Con una telefonata al penitenziario di Livorno, si seppe che un detenuto accusato di sequestro di persona e riduzione in schiavitù avente le stesse caratteristiche fisiche era evaso una settimana prima. Non coincidevano i dati anagrafici. “Ma questa è la cosa meno importante – disse il capitano Roberti – qualcuno gli avrà sicuramente fornito documenti falsi”. Successivi interrogatori ebbero un risultato identico al primo: anche alla domanda se riconoscesse Delia, Gino non rispose.
“Forse – suggerì Delia - può essere utile sentire Fiorella, che dovrebbe essere in carcere a Livorno: può darsi che sia informata sui giri frequentati da questo bel tipo”. Al capitano Roberti piacque l’idea e andò personalmente nella città toscana per raccogliere la deposizione di Fiorella.
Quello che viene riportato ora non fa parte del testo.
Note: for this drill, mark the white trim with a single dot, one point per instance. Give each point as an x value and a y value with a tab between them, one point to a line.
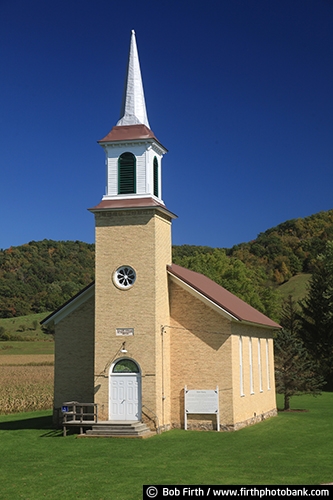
259	366
241	373
251	365
119	375
268	374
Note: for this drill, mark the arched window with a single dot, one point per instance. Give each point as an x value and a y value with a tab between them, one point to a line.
125	366
126	174
156	190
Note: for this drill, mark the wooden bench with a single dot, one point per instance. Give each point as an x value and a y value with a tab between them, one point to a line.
77	414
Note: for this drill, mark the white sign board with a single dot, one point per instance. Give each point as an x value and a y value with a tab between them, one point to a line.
202	402
125	331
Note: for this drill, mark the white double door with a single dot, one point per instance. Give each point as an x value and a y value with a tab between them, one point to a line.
125	396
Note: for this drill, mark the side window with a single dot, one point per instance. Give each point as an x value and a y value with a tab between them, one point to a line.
126	174
156	190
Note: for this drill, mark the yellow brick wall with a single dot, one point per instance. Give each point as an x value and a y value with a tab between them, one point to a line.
74	356
261	401
200	353
141	239
205	354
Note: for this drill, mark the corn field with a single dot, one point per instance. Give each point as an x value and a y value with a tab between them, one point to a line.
26	387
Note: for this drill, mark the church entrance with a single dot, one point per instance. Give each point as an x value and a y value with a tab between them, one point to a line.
125	391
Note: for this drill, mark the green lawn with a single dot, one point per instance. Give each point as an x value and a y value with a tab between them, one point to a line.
37	462
36	347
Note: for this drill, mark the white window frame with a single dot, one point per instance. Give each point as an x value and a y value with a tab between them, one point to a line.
268	371
241	374
251	365
259	366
Era l’ora d’aria, lei stava prendendo il sole con due dita di cipria sulla faccia nel cortile del carcere, teneva la solita veste rosa sbottonata sul petto, scoprendosi un monumentale reggiseno: accanto a sé aveva tre donne preoccupate che nessuno la disturbasse, le offrivano sigarette e fazzoletti per tergersi dopo i frequenti colpi di tosse, ci volle tutto l’impegno della agente di polizia carceraria perché desistessero dall’impedire che la portassero in parlatorio; l’incedere di Fiorella era sempre più difficoltoso, le sue gambe sembravano tronchi d’albero, ma si rifiutava di farsi visitare in infermeria, strascicava i piedi e aveva le suole delle tipo-Adidas quasi completamente consumate, tanto che da una fuoriusciva l’alluce, e il calcagno dall’altra. Roberti le parlò dell’uomo dal volto grassoccio. “Chi? – sbraitò la donna – quel mentecatto? E’ riuscito a far scappare Delia insieme a quel bastardo di Fred e adesso che è evaso si è subito fatto prendere! non so il suo nome, io lo chiamavo Pucci; raccontava di avere degli amici, ma non li conosco, gente altolocata, diceva; vedete un po’ se qualcuno si fa vivo per tirarlo fuori: devo insegnarvi io il vostro mestiere? ma ditegli che se lo riportano qui gli facciamo una bella festa di ben tornato, e gli offriamo un pranzo di gala…. basta, non fatemi parlare più – soggiunse ansimante e con la voce sgranata - altrimenti mi prende una tosse da crepare….” fece un gesto alla guardia per dire che voleva essere riaccompagnata in cella, si accese una Camel, e sottovoce, tra sé e sé, mormorò: “meglio le Marlboro”. Roberti disse di portarla pure via.